For the past decade, Hackett has stood watch as Santa Clarita Valley residents turned out every July 4 to celebrate the founding of the nation.

A reserve deputy for 29 years and a retired U.S. Marine Corps sergeant who served in Vietnam, Hackett said Saturday he enjoys seeing the patriotic enthusiasm that characterizes the Santa Clarita Valley’s annual parade.

The Vietnam veteran is one of many sheriff’s deputies who were guarding intersections and directing traffic Saturday for the 77th Fourth of July parade in Newhall.

When Lance Cpl. Adam Buck — 19 and set to deploy to Afghanistan next year — rode by in a convertible, Hackett stepped out into the street to shake the young Marine’s hand.

“Once a Marine, always a Marine,” Hackett said.

A city official estimated that as many as 20,000 turned out for the event, which has been held sporadically, then annually, since the 1920s.

This year’s theme was “Fun in the SCV.”

Residents of every demographic stripe lined Main Street, Lyons Avenue, Orchard Village Road and 16th Street as the multicolored floats lumbered along from downtown Newhall to Newhall Park.

The parade stepped off nearly an hour earlier than usual at 9 a.m. this year, and some observers were still trickling in to claim spots after the first floats had gone by.

Parade entries were both traditional and diverse, from the Elks Club, Coast Guard Auxiliary and Sheriff’s Department to Parents and Friends of Gays and Lesbians, Santa’s Turbo Sleigh and a “rescue donkey” from the Bureau of Land Management.

After the parade, as people milled about downtown Newhall and a mariachi band kept things lively in Jazmin’s Bakery, trophies were handed out in El Trocadero restaurant at the corner of Market and Main streets.

NorthPark Community Church’s bright and bold entry “Happy Birthday, America,” which featured balloon-toting  marchers and easily stretched several hundred feet, captured the trophies for both best religious float and the grand sweepstakes award. It was NorthPark’s second sweepstakes award in a row.
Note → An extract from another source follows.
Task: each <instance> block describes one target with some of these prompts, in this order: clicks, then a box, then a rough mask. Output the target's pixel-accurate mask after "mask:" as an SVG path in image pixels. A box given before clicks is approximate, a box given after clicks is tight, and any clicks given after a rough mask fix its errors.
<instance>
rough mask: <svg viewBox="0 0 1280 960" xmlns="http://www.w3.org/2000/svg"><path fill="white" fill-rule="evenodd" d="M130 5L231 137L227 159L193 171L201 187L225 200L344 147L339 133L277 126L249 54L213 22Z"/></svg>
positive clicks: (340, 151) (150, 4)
“I think this is one of the best parades I’ve ever seen,” City Councilwoman Laurene Weste said. “It worked out perfect.”

For many of the military veterans in the crowd, Saturday was a red-white-and-blue day of remembrance.

“It’s Independence Day. It’s not a holiday, really,” said Nick Callas of Canyon Country, who served in Vietnam with the U.S. Air Force.

“For (more than) 200 years guys have been dying to give us liberty.”